Putusnya suatu perkawinan dapat disebabkan oleh banyak hal, termasuk perceraian.

Namun, untuk diakui di hadapan hukum, maka wajib memenuhi ketentuan-ketentuan yang diatur dalam hukum positif Indonesia.

Kemudian, perlu diketahui bahwa dalam perceraian agama Islam, kedua belah pihak sama-sama dapat mengajukan perceraian.

Perceraian tersebut datang baik dari suami maupun istri. Apabila perceraian diajukan oleh suami, maka disebut cerai talak.

Talak disebutkan secara implisit dalam Undang-Undang Nomor 1 Tahun 1974 tentang Perkawinan, sebagaimana diubah dengan Undang-Undang Nomor 16 Tahun 2019 (UU Perkawinan) dan Kompilasi Hukum Islam (KHI).

Sementara itu, tata cara beracara untuk cerai talak di Pengadilan Agama diatur dalam Undang-Undang Nomor 7 Tahun 1989 tentang Peradilan Agama, sebagaimana diubah dengan Undang-Undang Nomor 3 Tahun 2006 dan Undang-Undang Nomor 50 Tahun 2009 (UU Peradilan Agama).

Selain hukum positif, talak juga diatur dalam kitab suci Al-Qur’an, sumber dari hukum Islam.

Lantas, apa saja yang perlu diketahui mengenai talak?

Baca juga: Apakah Ikrar Talak Boleh Diucapkan Advokat?

Definisi Talak Adalah

Merujuk buku Hukum Perceraian (dalam Pendekatan Empiris) oleh Jamaluddin, talak memiliki arti melepaskan ikatan.

Jadi, secara istilah, talak adalah melepaskan ikatan pernikahan dengan kata-kata talak, seperti misalnya, “Aku talak engkau.”

Apabila kata-kata tersebut terucap, maka putuslah ikatan perkawinan antara suami istri tersebut.

Sementara itu, berdasarkan KHI, talak adalah ikrar suami di hadapan sidang Pengadilan Agama yang menjadi salah satu sebab putusnya perkawinan.

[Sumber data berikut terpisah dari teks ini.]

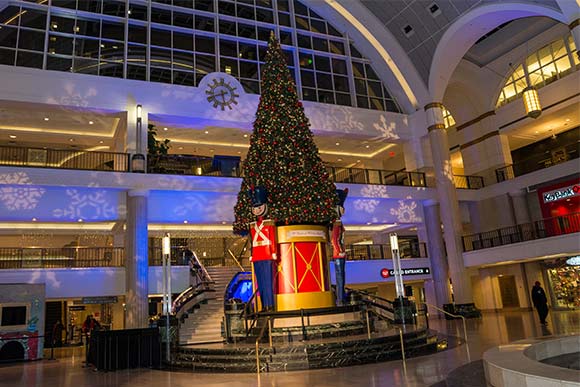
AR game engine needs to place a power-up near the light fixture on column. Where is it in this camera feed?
[522,86,542,118]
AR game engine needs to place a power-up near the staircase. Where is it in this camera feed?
[179,266,240,345]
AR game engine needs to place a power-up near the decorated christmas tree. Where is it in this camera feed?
[233,33,336,234]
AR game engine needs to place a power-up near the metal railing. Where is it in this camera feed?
[0,247,125,269]
[326,166,427,187]
[346,239,427,261]
[461,212,580,251]
[495,144,580,183]
[0,145,130,172]
[453,175,484,189]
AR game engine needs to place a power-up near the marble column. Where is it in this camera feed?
[425,102,473,304]
[423,202,451,307]
[125,190,149,329]
[509,189,531,224]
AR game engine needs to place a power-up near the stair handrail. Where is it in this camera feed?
[423,302,471,362]
[256,317,272,374]
[193,251,214,282]
[228,249,246,271]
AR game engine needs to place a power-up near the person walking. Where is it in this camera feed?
[532,281,548,325]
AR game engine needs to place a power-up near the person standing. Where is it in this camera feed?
[331,188,348,306]
[249,187,277,311]
[532,281,548,325]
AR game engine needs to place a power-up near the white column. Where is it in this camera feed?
[425,103,473,304]
[423,202,451,307]
[125,190,149,329]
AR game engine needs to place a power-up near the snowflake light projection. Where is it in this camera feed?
[354,185,389,214]
[0,172,46,211]
[390,200,422,223]
[373,114,400,140]
[52,189,117,220]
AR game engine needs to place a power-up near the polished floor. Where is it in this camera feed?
[0,311,580,387]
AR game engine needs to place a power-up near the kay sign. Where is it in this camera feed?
[543,184,580,203]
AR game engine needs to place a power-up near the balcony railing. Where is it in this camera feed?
[495,144,579,183]
[0,247,125,269]
[462,213,580,251]
[326,166,427,187]
[346,239,427,261]
[0,146,129,172]
[453,175,484,189]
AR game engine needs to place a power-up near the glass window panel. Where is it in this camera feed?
[18,30,44,51]
[294,16,310,31]
[256,8,274,23]
[20,9,46,30]
[129,4,147,20]
[314,55,330,72]
[239,43,258,60]
[76,19,101,38]
[173,32,193,51]
[77,0,102,13]
[218,0,236,16]
[302,87,317,101]
[149,47,171,67]
[237,22,256,39]
[220,19,237,35]
[334,75,350,93]
[220,39,238,58]
[299,52,314,69]
[194,0,213,12]
[127,44,147,65]
[316,72,333,90]
[151,29,171,48]
[149,67,173,83]
[356,95,369,109]
[556,55,571,73]
[103,0,125,17]
[220,58,239,77]
[73,58,99,75]
[336,93,352,106]
[312,37,328,52]
[195,54,216,74]
[173,71,195,86]
[75,37,99,59]
[48,35,73,56]
[46,55,72,71]
[151,8,171,24]
[0,27,18,49]
[127,65,147,81]
[0,48,16,66]
[48,15,75,34]
[300,70,316,87]
[195,15,215,32]
[101,22,125,40]
[240,60,258,79]
[278,12,292,27]
[101,41,125,62]
[173,51,195,70]
[173,11,194,28]
[16,50,42,69]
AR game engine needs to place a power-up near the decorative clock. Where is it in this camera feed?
[205,78,239,111]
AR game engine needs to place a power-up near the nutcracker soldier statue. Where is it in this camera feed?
[249,187,277,311]
[331,188,348,306]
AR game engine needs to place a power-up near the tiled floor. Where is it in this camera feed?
[0,311,580,387]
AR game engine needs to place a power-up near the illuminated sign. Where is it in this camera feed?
[544,184,580,203]
[566,255,580,266]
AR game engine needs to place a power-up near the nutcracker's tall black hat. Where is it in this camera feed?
[336,188,348,207]
[248,186,268,207]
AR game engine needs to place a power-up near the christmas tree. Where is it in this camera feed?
[233,33,336,234]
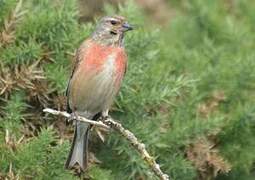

Baca juga: Kapan Talak Suami Tidak Sah?

Hukum Talak

Menurut Abdul Ghofar Anshori yang dihimpun dari buku berjudul Hukum Perceraian oleh Muh. Syaifuddin, Sri Turatmiyah, dan Annalisa Yahanan, hukum talak dapat berubah jika terjadi situasi tertentu, seperti:

  1. Nadab atau sunnah, yaitu talak yang dilakukan dalam keadaan rumah tangga sudah tidak dapat dilanjutkan dan seandainya dipertahankan juga lebih banyak timbul mudharat.
  2. Mubah atau boleh saja dilakukan, yaitu bila memang perlu terjadi perceraian dan tidak ada pihak-pihak yang dirugikan dengan perceraian. Sementara itu, dari perceraian ini justru terlihat manfaatnya.
  3. Wajib atau mesti dilakukan, yaitu perceraian yang harus dilakukan oleh hakim terhadap seorang yang telah bersumpah untuk tidak membayar kafarah sumpah agar ia tidak dapat bergaul (berhubungan badan) dengan istrinya. Tindakan dari suami itu tentu me-mudharat-kan istrinya.
  4. Haram atau dilarang dilakukan, yaitu talak yang dilakukan tanpa alasan. Sedangkan, istri dalam keadaan haid atau suci yang dalam masa itu telah terjadi hubungan badan.

Baca juga: Perbedaan Gugatan Cerai dan Permohonan Cerai Talak

Bentuk Talak

Berdasarkan buku berjudul Hukum Perkawinan di Indonesia yang ditulis oleh Umar Haris Sanjaya dan Aunur Rahim Faqih, KHI memiliki dua klasifikasi talak, di antaranya:

Boleh atau tidaknya suami melakukan rujuk pada istrinya (Pasal 118 s/d Pasal 120 KHI):

  1. Talak raj’i adalah talak kesatu dan kedua. Pada talak raj’i, suami berhak rujuk pada istri dalam masa iddah. 
  2. Talak ba’in, yang dibagi menjadi dua macam lagi, yakni:
    • Talak ba’in shugraa adalah talak yang tidak boleh dirujuk, tapi boleh akad nikah baru dengan mantan suaminya meskipun dalam iddah. Maksud dari talak ba’in shughraa yaitu: 
      • Talak yang terjadi qabla al dukhul (belum melakukan hubungan badan);
      • Talak dengan tebusan atau khuluk;
      • Talak yang dijatuhkan oleh Pengadilan Agama.
    • Talak ba’in khubraa adalah talak yang terjadi untuk ketiga kalinya. Talak jenis ini tidak dapat dirujuk dan tidak dapat dinikahkan kembali.
      • Namun, dikecualikan apabila pernikahan itu dilakukan setelah mantan istri menikah dengan orang lain dan kemudian terjadi perceraian ba’da al dukhul (setelah terjadinya hubungan badan) dan habis masa iddah-nya.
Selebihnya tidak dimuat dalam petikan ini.